Peur de rien
Qui n'a jamais ressenti une peur. Cette peur qui
sournoisement nous entraîne dans une sorte de carapace protectrice qui
exorcise le possible. L'esprit construit une catastrophe virtuelle à
partir d'une situation réelle. Il s'engouffre dans un mélodrame de
l'extrême qui veut nous préparer à l'imprévu négatif. Jamais, nous
n'imaginons un possible positif, une réussite qui nous apportera un cœur
léger. Si un proche quitte le foyer, on prédit l'accident,
l'infidélité, le rapt ou d'autres situations plus sombres les unes que
les autres. Peut être que cela nous permet de nous préparer au pire. On
se dit que si cela devait arriver, on en aurait déjà gouté un peu de sa
saveur noirâtre, et donc, en cas de terrible catastrophe on en aurait
déjà reçu un petit arrière goût.
Ce que l'on recherche avant tout,
c'est d'échapper à la nouvelle intolérable qui risquerait d'emporter les
couleurs de notre âme. Car cette douleur, avouons le, nous mettrait à
nu face à nous même. Elle nous obligerait à enjamber le précipice du
paraître pour nous montrer tel que nous sommes, insignifiant et
solitaire. Et cette vision qui nous échappe dans les moments de bonheur,
frappe à notre porte dans les moments de doute. L'esprit a alors
inventé un subterfuge qui consiste à créer un vaste monde sombre et
accidenté où le pire reste la seule possibilité mais qui se libère dès
que l'absence n'est plus.

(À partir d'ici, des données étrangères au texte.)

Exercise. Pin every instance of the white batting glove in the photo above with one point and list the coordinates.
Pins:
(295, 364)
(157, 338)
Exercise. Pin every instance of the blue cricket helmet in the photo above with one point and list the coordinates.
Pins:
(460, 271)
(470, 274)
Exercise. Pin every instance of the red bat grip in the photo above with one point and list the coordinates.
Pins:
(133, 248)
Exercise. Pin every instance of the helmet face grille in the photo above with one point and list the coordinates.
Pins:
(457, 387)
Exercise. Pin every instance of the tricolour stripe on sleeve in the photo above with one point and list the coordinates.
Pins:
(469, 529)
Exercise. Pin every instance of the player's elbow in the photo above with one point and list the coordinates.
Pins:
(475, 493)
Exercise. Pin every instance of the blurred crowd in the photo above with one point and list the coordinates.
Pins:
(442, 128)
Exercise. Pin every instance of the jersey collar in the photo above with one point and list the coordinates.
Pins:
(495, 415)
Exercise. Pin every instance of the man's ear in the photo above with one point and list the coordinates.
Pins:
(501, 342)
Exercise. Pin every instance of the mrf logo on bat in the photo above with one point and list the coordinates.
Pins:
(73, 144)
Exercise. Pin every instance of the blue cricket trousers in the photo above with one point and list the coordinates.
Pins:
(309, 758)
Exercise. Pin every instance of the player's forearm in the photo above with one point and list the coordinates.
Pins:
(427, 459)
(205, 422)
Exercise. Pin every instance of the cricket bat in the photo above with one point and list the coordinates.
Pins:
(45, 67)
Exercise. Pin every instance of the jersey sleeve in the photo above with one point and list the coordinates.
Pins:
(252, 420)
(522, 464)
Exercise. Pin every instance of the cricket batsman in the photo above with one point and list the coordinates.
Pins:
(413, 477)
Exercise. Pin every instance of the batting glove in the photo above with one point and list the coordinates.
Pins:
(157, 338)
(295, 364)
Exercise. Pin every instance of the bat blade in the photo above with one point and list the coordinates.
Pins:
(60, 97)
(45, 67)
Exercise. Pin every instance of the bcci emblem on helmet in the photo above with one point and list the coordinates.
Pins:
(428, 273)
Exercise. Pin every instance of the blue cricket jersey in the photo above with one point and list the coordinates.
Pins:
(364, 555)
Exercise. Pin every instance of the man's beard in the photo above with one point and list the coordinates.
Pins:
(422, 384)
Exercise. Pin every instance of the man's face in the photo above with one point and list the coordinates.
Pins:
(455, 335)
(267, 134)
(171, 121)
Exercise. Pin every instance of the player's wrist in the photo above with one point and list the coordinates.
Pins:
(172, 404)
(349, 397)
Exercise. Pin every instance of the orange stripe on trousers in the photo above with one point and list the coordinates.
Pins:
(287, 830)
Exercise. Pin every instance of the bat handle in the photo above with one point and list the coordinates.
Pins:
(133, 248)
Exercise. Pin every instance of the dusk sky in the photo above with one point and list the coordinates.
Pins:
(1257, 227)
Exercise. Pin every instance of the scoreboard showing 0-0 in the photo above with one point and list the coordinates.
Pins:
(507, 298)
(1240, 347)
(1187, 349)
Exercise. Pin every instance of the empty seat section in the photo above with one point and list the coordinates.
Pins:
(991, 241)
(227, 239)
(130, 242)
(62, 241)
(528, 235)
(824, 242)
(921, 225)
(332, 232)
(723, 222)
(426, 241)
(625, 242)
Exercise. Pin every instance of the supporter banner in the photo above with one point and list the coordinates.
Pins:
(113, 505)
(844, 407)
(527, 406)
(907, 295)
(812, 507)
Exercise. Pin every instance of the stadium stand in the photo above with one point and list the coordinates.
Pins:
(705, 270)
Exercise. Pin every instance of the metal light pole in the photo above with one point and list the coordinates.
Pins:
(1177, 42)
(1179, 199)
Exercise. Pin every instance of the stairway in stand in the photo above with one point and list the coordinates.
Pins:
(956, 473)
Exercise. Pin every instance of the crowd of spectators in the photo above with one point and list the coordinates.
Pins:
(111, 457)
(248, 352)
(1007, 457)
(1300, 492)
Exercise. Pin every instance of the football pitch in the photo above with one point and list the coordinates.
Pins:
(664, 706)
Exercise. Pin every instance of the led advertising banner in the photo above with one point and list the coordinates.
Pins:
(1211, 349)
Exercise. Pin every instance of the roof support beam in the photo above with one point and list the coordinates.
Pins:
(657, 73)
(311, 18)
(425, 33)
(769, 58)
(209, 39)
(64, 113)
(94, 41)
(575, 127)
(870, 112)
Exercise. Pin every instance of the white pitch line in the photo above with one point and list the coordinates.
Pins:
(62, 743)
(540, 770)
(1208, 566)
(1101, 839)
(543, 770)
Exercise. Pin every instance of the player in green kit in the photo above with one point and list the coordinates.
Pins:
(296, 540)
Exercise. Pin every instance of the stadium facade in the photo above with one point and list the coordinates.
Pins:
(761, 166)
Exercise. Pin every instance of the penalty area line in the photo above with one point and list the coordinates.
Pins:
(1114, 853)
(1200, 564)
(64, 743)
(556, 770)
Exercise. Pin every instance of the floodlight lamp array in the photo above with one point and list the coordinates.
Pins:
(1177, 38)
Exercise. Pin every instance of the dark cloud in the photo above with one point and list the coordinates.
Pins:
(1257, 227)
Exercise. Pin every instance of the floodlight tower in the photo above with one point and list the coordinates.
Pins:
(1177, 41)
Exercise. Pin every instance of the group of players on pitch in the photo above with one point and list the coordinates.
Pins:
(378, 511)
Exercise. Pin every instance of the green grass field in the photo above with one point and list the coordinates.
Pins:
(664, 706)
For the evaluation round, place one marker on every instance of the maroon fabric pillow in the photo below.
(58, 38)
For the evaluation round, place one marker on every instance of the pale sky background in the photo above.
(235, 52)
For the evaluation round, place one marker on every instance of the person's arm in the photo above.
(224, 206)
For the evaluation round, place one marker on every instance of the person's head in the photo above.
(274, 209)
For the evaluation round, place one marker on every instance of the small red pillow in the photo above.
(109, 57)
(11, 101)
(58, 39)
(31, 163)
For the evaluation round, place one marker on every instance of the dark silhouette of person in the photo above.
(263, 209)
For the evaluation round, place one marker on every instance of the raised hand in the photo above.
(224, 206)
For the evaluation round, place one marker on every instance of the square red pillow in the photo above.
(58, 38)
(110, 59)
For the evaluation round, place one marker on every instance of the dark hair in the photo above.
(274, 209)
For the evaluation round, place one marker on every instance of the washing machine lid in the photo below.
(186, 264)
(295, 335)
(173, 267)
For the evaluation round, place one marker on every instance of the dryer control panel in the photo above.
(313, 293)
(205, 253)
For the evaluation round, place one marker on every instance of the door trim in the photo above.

Il est alors dans une joie construite de toute
pièce, un ersatz de bonheur qui fait croire à une action propre dans le
bon déroulement de cette instant de vie qui vient de s'écouler.
Cette
douleur mensongère qui fait place à un bonheur étriqué est un remède à
notre esprit desséché qui n'a plus la grandeur de la découverte de
l'inconnu et qui préfère cette comédie qui n'apporte qu'un chuchotement
de bonheur mais nous évite de nous lever de cette chaise que nous
refusons une fois pour toute de quitter.